Having your program output periodic checkpoints is a very good idea; if it doesn't already, you should think about adding this feature.
What are Checkpoints?
Checkpoint files are files output by your program which contain the entire state of the program run so far, so that if the program ends for whatever reason it can be restarted from that point as if it had not stopped.
SciNet's systems do not have system-checkpoints (for a various reasons such as non-portability and difficulties with parallel programs), so you are responsible for your own checkpointing, from within your own code. It is the only way to be reliably able to restart your calculations.
Unlike a dedicated lab machine where you can run a job forever, on large shared computer facilities job wallclock time limits are either 24 or 12 hours, depending on whether your group has an allocation or not. As such, your job must end within 24 hours or it will be helpfully ended for you, by the scheduler. Although exact limits vary, 24 hours is generally found to be a good balance between turnaround (ensuring people aren't waiting in the queue for weeks without being able to run) and being able to get a significant amount of work done in a single run. If, as will inevitably be the case, your runs grow to a size that they won't finish before the queue window closes, you will have to run jobs in several steps by outputting checkpoints and restarting from them.
Checkpoints also provide a certain amount of safety in case of hardware or software failure - one can restart from an earlier checkpoint without losing much work. In addition, checkpoints can be useful if you want to run to some intermediate state, and then use that as the starting point for several different runs; then you can save yourself having to run to the intermediate state many times.
What should be in Checkpoint Files?
Checkpoint files should contain the entire state of your run, at full precision, so that your run can continue exactly where it left off. Note that this may differ from typical outputs which may not need to be in full precision or which may not need absolutely everything in the simulations memory.
Typically checkpoints are written out between iterations or steps in your job.

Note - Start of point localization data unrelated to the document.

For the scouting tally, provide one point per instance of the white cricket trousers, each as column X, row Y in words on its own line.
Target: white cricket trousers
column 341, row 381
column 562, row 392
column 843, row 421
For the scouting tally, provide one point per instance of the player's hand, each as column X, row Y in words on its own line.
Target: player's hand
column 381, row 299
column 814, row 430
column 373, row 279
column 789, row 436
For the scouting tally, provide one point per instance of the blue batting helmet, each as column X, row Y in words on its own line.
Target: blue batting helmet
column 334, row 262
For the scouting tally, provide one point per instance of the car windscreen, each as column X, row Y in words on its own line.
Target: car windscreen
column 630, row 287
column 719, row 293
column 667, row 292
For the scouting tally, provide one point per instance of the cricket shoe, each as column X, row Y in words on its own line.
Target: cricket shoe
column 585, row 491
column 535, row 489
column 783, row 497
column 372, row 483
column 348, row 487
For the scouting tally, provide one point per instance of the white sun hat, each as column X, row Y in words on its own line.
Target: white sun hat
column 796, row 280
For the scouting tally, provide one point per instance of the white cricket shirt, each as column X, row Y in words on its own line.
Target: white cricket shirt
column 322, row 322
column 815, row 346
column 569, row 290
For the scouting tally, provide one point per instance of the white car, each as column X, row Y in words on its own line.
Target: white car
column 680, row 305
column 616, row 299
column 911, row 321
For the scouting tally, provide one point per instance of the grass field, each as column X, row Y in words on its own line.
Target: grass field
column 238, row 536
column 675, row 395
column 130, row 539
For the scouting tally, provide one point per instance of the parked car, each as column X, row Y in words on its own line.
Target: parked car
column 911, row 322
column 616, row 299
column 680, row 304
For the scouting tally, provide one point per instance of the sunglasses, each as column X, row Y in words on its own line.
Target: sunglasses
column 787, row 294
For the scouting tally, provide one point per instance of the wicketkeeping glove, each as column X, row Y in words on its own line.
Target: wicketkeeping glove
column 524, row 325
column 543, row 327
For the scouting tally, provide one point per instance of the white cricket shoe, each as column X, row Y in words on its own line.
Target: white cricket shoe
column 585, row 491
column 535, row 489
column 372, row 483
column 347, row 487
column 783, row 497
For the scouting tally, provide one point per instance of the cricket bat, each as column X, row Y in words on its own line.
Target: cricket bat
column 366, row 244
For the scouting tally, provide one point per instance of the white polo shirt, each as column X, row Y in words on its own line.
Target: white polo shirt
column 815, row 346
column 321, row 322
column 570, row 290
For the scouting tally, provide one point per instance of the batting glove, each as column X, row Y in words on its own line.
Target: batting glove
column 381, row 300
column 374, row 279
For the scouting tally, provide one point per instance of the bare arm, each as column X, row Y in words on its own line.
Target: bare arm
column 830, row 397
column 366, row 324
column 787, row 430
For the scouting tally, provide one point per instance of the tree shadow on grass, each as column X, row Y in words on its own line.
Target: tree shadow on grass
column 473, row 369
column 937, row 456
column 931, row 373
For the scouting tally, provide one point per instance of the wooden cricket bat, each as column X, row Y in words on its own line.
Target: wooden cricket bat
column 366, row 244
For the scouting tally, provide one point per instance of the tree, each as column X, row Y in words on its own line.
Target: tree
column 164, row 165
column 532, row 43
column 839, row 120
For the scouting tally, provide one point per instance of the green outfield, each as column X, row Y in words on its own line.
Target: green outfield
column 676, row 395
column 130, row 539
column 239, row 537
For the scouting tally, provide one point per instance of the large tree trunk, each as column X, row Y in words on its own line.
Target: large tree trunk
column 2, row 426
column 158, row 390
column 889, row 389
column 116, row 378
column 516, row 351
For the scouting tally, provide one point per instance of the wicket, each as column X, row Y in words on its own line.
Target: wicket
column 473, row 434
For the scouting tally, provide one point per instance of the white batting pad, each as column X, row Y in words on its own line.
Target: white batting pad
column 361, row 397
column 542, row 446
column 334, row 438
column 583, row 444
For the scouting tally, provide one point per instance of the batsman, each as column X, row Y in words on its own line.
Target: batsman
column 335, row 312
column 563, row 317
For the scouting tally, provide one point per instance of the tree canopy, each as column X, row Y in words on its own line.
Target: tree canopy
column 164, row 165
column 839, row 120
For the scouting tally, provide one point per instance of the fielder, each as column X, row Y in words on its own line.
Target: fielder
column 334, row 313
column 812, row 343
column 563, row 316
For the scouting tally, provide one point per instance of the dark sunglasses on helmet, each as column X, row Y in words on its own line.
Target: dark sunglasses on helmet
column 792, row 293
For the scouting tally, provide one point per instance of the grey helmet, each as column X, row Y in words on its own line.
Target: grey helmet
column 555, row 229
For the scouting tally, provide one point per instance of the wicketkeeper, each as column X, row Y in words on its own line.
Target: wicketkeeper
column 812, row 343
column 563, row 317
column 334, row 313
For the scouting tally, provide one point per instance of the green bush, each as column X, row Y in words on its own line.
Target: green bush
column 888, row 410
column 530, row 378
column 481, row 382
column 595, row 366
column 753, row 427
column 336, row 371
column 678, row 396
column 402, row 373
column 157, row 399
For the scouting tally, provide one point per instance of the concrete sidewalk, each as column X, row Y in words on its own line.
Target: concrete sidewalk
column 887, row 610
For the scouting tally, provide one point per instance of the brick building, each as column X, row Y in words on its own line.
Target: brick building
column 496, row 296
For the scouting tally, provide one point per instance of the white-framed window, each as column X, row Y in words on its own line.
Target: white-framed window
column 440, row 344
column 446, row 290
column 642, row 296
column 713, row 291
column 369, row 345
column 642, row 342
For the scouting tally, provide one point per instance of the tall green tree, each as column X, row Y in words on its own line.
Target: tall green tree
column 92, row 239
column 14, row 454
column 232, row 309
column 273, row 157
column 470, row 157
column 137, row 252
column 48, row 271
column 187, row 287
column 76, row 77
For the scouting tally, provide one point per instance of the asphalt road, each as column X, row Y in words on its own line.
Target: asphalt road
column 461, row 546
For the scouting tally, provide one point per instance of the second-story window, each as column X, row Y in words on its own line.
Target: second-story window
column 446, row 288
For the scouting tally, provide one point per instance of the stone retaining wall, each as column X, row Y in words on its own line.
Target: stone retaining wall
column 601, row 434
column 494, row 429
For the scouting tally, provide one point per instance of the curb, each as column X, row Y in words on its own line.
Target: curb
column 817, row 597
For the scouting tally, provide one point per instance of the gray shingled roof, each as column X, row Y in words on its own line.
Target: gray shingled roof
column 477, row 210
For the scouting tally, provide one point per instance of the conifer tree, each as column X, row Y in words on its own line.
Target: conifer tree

To decide what needs to be output, ask yourself: `what data structures need to be filled for the program to take the next steps?' Then the checkpoint writing should dump out all that information, and to restart from a checkpoint, you would read in that information, and then start from that step as if you had been running uninterrupted the whole time.
How often should you checkpoint?
There's a tension here between not spending a lot of time (or diskspace) checkpointing but also not loosing much work if you need to restart from the last checkpoint. Checkpoint `several' times during the queue window, for whatever value of `several' is most suitable for your work.
Because checkpoints may require substantial disk space, it is often the case that users do not keep all checkpoints; only the last (say) two may be needed, and after each following one is successfully written, the earliest one is deleted.